SNPs were selected from the publicly available database of human SNPs. The selected 
SNPs are from the group of SNPs that are present on Xbal fragments of 300 to 1000 base pairs. 
A computer system was used to predict fragments that would result when the human genome is 
digested with Xbal. Those fragments in a selected size range, 300-1000 base pairs, were 
selected for further analysis. Of those fragments those that carried a SNP were selected as 
potential target sequences.
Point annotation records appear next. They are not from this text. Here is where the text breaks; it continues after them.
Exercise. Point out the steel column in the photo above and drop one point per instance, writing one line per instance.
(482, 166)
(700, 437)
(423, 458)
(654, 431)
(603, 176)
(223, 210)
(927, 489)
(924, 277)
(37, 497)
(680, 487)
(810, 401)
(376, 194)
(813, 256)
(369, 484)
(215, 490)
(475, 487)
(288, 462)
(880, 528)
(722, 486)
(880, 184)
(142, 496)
SNPs were selected from these potential target sequences and the 
selected SNPs are represented by SEQ ID NOS 1 - 124,031 and in Table 1. In some 
embodiments the present invention provides a pool of unique nucleotide sequences 
complementary to SNPs and sequence surrounding SNPs which alone, or in combinations of 2 
or more, 10 or more, 100 or more, 1,000 or more, 10,000 or more or 100,000 or more can be 
used for a variety of applications. 

In one embodiment, the present invention provides for a pool of unique nucleotide 
sequences which are complementary to Human SNPs and sequence surrounding SNPs formed 
into a high density array of probes suitable for array based massive parallel gene expression. 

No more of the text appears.